Too many companies are not adding auto escalation, a feature that helps employees automatically save even more.

"Most plans with auto escalation increase the deferral amount by 1% per year up to a maximum of 10% of the salary deferred," Hopkins said. "Automatic enrollment has not yet realized its full potential."

These plans usually start at a fairly low threshold of 3% to 4%, and the amount increases by 1% each year until it reaches 6% of the person’s salary, said Terry Dunne, managing director of rollover solutions at Millennium Trust in Oak Brook, Ill. Participants are usually comfortable, because their raises are larger than the amount of the escalation, he said.

A recent Towers Watson survey revealed not enough companies even offer this option, with only 55% of businesses who have chosen it and an even smaller minority of 28% who mandate it. Now some companies are catching on and "defaulting participants into auto increases, which helps people receive the full employer match and save enough for retirement," said Robyn Credico, director of defined contribution consulting at Towers Watson.

4. Auto Enrollment Remains Popular Among Employees

Still, despite the challenges and insufficient retirement savings in the population at large, both Baby Boomers and Gen X-ers are trying to save more money for their retirement. The median retirement accounts of families in which the head of household is between the ages of 45 to 54 is $87,200, and for those between 55 and 64 years of age, the median retirement account is at $103,200, according to the Federal Reserve. A realistic and prudent savings number is 10 times your current income, said MaryAnn Monforte, an accounting professor at Syracuse University.

The evidence on how well auto enrollment has worked is mixed, because while more employees participate in 401(k) plans, they are saving less compared to people without this option. But another drawback in many 401(k) plans is that the default investment vehicle chosen by the company is often a very conservative option such as a money market account.

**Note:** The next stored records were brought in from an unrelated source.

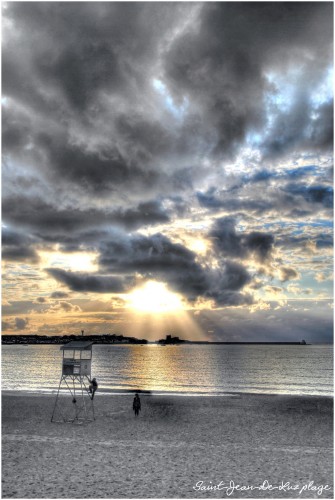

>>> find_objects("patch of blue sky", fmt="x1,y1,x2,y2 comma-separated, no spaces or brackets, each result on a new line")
152,78,188,119
284,165,318,178
265,70,299,113
310,66,333,107
285,220,332,233
289,228,305,236
238,164,319,188
300,272,333,290
263,221,291,230
246,130,263,148
305,220,333,229
263,220,332,233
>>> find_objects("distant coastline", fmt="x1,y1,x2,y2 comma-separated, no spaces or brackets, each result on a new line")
1,334,311,346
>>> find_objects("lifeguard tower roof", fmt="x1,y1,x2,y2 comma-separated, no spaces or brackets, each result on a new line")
61,341,93,350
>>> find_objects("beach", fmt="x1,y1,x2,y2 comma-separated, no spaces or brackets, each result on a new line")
2,393,333,498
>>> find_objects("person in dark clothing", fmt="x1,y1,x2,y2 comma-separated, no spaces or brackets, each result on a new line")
89,378,98,400
133,393,141,416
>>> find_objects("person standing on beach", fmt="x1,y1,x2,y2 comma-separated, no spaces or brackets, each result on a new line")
89,378,98,400
133,393,141,417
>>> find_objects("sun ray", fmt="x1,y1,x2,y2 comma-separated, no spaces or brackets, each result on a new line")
126,281,184,314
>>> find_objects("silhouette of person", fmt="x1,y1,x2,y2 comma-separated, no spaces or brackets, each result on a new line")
89,378,98,400
133,393,141,416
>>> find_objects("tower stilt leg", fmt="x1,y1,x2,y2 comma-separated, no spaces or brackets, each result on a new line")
51,375,95,424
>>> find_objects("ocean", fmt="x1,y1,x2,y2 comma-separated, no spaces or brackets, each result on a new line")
1,343,333,396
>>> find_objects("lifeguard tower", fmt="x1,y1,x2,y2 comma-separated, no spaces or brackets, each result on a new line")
51,340,95,424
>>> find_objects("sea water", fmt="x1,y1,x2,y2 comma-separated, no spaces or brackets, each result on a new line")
1,343,333,396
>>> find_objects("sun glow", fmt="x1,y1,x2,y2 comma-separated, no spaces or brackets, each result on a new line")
40,250,98,272
188,238,208,255
126,281,184,314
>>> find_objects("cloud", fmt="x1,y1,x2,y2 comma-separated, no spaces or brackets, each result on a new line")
197,170,333,221
35,297,47,304
46,268,130,293
265,286,283,295
209,217,274,262
2,246,40,264
2,1,200,210
279,267,300,282
50,301,82,313
50,291,69,299
315,272,333,283
3,2,332,221
3,195,171,235
98,231,253,306
2,227,40,263
2,321,11,331
281,184,333,209
15,317,29,330
164,2,333,157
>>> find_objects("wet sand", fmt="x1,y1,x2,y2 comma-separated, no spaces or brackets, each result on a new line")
1,393,333,498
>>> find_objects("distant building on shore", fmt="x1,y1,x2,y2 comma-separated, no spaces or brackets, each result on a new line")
158,334,185,345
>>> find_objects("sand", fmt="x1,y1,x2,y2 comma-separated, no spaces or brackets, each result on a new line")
1,393,333,499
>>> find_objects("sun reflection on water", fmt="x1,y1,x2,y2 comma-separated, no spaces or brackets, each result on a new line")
2,345,333,396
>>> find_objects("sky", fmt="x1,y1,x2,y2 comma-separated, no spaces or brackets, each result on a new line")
2,1,333,342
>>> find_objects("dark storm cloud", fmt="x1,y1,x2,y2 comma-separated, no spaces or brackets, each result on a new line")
262,93,333,158
2,105,32,152
35,133,162,196
197,188,276,214
197,165,320,200
2,246,40,264
46,268,130,293
309,101,334,150
3,2,184,111
164,2,333,157
197,174,333,218
206,262,253,306
115,114,175,162
3,196,106,233
209,217,274,262
3,2,332,214
120,200,170,228
2,2,197,205
3,195,170,235
196,163,328,215
276,232,333,251
99,232,199,274
2,227,40,263
281,184,333,209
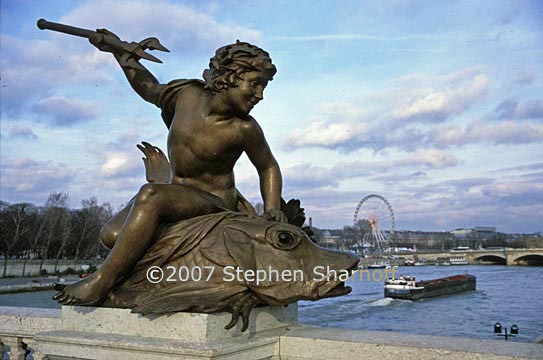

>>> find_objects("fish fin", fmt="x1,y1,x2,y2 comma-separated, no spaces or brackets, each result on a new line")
224,232,256,273
200,239,235,267
137,141,170,183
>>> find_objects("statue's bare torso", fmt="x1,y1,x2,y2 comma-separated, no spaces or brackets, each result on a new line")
168,85,263,210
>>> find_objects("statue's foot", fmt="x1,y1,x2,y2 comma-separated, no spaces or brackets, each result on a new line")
52,274,112,306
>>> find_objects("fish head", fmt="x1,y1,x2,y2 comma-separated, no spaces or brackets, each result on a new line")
217,216,359,305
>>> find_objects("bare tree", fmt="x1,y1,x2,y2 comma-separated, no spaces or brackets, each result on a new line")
74,197,95,259
39,192,69,274
72,197,114,259
53,208,73,273
1,203,32,277
343,219,370,253
21,205,47,276
73,201,112,260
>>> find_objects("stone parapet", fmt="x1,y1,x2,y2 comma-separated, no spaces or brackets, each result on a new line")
0,306,61,338
0,306,60,360
1,305,542,359
280,326,543,360
60,304,297,341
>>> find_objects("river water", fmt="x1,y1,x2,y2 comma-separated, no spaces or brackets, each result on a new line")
299,265,543,342
1,265,541,343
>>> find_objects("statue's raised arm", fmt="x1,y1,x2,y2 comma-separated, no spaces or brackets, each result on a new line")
37,19,169,107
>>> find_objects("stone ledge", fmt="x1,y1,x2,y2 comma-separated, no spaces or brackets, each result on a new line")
61,304,297,341
280,326,543,359
36,329,283,360
2,306,542,360
0,306,61,337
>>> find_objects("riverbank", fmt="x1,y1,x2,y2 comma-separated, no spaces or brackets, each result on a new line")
0,259,100,277
0,276,79,295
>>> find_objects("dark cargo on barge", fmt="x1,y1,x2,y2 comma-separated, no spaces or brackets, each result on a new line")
384,274,476,300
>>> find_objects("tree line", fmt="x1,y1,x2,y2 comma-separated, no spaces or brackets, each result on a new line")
0,192,113,277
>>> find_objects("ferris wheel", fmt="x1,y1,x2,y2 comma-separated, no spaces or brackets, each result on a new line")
353,194,395,251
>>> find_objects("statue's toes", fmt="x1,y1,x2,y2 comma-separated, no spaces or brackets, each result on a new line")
57,293,71,304
53,282,66,291
52,291,65,301
65,296,78,305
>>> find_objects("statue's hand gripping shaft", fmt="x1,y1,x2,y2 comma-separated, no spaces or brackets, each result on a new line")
37,18,170,67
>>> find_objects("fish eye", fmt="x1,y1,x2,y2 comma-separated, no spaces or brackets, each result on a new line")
274,231,299,250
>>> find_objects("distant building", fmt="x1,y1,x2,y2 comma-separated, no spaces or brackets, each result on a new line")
320,230,343,249
473,226,497,240
393,230,455,250
313,224,539,253
451,228,472,238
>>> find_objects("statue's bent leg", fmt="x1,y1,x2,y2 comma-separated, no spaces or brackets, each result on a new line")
100,198,134,249
53,183,227,305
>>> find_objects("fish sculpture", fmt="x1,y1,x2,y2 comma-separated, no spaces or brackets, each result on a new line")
102,211,359,331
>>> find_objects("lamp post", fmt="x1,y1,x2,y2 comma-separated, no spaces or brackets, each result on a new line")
494,322,519,341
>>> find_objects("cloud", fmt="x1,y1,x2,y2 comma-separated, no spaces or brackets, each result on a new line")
390,74,488,122
80,129,149,179
4,125,38,139
510,71,537,87
99,152,141,178
370,171,428,184
283,69,491,152
281,149,457,191
0,158,75,203
60,0,262,54
284,106,543,153
0,34,113,117
283,118,370,151
489,163,543,174
495,98,543,120
398,149,457,168
31,96,100,126
481,181,543,202
430,120,543,147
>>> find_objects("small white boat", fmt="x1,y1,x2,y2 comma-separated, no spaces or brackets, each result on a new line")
368,263,387,269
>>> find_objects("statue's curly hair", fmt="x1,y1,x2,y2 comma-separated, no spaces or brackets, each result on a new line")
203,40,277,93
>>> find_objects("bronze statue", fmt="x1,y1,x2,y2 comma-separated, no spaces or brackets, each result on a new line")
38,19,358,330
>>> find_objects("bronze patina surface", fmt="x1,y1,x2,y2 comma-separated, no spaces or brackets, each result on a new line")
38,19,359,330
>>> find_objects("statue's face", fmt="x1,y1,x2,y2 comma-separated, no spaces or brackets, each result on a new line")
226,71,268,115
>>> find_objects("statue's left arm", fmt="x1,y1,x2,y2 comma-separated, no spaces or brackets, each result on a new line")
244,120,285,222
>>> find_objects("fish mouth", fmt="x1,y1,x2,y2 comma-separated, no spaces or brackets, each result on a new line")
317,281,352,298
315,260,358,299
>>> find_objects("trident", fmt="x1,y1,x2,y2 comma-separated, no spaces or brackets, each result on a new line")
37,18,170,69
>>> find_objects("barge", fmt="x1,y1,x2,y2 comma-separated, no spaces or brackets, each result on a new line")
384,274,476,300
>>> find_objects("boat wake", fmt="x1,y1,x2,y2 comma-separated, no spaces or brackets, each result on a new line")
368,297,396,307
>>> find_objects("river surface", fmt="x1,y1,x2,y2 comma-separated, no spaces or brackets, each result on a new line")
299,265,543,342
1,265,541,342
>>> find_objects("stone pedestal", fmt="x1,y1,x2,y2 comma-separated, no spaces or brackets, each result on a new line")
35,305,297,359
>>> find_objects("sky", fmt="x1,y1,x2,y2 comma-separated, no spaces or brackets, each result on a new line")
1,0,542,233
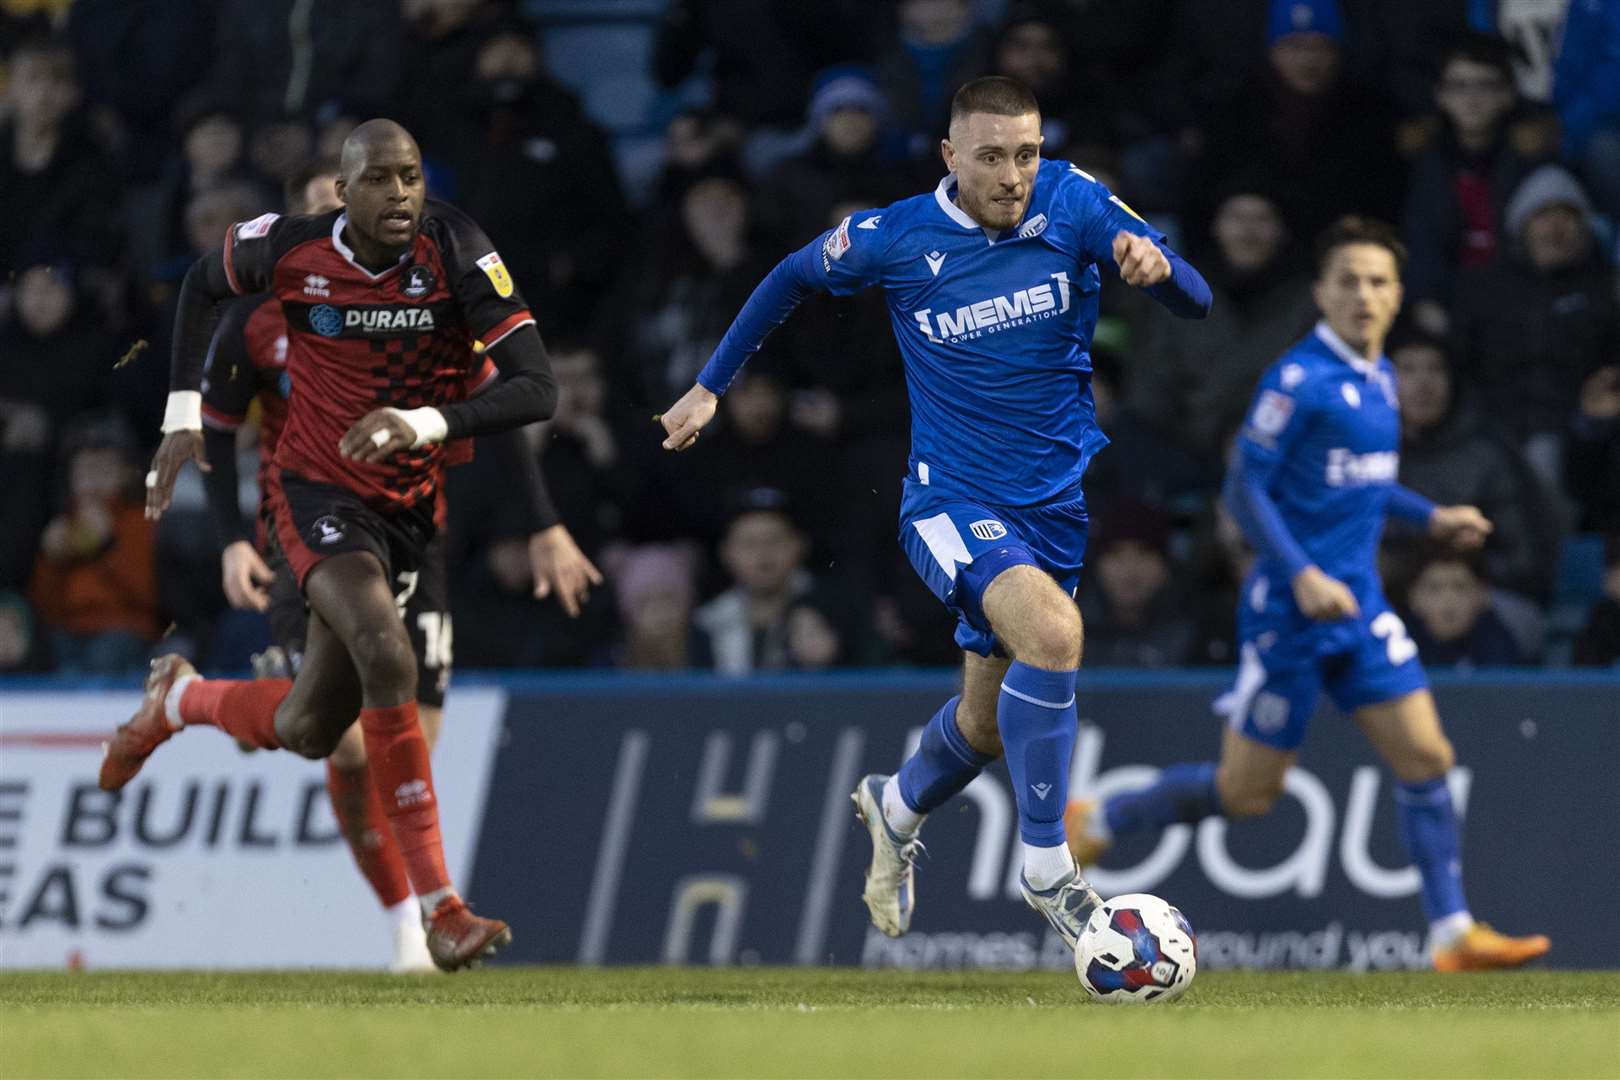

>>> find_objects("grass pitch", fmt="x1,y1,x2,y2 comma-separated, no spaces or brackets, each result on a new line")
3,968,1616,1079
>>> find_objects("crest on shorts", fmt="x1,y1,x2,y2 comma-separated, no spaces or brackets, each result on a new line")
969,519,1008,541
401,264,436,299
476,251,514,298
311,515,346,546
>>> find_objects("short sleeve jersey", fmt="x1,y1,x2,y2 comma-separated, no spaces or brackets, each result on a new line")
803,158,1164,506
219,198,533,510
1233,324,1404,592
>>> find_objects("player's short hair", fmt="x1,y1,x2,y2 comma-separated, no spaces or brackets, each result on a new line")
283,156,341,214
949,76,1040,128
1313,216,1407,278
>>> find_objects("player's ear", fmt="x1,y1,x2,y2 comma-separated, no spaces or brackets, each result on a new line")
940,138,956,173
333,176,348,205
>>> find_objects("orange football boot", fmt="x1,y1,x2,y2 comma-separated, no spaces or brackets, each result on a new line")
1433,923,1551,971
426,898,512,972
1063,799,1110,868
99,655,194,792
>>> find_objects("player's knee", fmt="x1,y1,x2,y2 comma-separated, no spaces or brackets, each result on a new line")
349,626,417,698
277,711,347,760
1396,737,1455,783
1022,606,1082,669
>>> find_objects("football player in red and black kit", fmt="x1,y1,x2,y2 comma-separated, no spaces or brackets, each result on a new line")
197,159,600,971
103,120,554,970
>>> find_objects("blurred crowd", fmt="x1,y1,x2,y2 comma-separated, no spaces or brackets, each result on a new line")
1,0,1617,677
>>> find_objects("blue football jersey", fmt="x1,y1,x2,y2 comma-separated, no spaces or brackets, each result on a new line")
1233,323,1404,592
809,158,1166,507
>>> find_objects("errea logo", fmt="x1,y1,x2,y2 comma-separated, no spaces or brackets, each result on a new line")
303,274,330,297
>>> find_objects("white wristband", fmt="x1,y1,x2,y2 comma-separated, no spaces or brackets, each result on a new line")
161,390,203,433
388,407,449,448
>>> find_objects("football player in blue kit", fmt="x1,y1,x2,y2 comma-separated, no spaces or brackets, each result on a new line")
1063,217,1550,971
658,77,1212,947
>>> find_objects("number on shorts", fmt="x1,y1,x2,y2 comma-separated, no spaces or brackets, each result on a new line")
416,611,453,670
1370,611,1418,665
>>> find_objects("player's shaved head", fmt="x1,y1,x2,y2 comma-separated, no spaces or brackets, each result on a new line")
339,118,420,178
949,76,1040,135
334,119,426,266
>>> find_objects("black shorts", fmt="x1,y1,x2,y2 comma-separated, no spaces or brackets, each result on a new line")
263,471,451,708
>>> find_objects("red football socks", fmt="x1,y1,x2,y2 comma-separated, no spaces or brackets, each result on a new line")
325,761,412,909
359,702,451,897
179,678,291,749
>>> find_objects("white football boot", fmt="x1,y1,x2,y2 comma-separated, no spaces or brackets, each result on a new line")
851,774,925,937
1020,867,1103,949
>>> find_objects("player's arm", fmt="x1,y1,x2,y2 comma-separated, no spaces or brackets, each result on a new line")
661,214,881,450
1072,172,1211,319
198,300,275,612
149,213,284,520
342,213,558,463
1395,487,1493,550
1222,373,1359,621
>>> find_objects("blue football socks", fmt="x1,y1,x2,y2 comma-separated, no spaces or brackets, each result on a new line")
895,696,994,820
998,661,1079,850
1395,776,1470,924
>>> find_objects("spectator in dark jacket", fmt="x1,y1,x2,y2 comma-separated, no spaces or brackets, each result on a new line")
759,67,912,247
1129,183,1317,451
1402,550,1528,668
1391,333,1558,603
1567,366,1620,534
1078,502,1195,667
875,0,992,155
1193,0,1402,246
1452,164,1619,478
1401,32,1541,335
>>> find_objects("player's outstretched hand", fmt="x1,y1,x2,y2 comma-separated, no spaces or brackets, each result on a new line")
222,539,275,612
1112,231,1171,287
528,524,603,617
1291,565,1361,622
144,429,209,521
340,408,416,464
1429,505,1493,551
657,383,718,452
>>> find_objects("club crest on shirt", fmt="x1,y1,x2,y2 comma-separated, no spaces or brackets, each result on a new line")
476,251,514,298
401,264,436,299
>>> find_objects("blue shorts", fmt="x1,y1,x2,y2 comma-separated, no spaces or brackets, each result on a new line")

For many Millennials and Gen X-ers who have fallen behind the curve on saving enough money for retirement, it can be a challenge to make up the shortfall when their yields are extremely low.

"As many new hires are young people, this often results in them 'under-saving' and placing their funds in a vehicle that is inconsistent with their investment goals and long-time horizon," said Johnson, from the American College of Financial Services.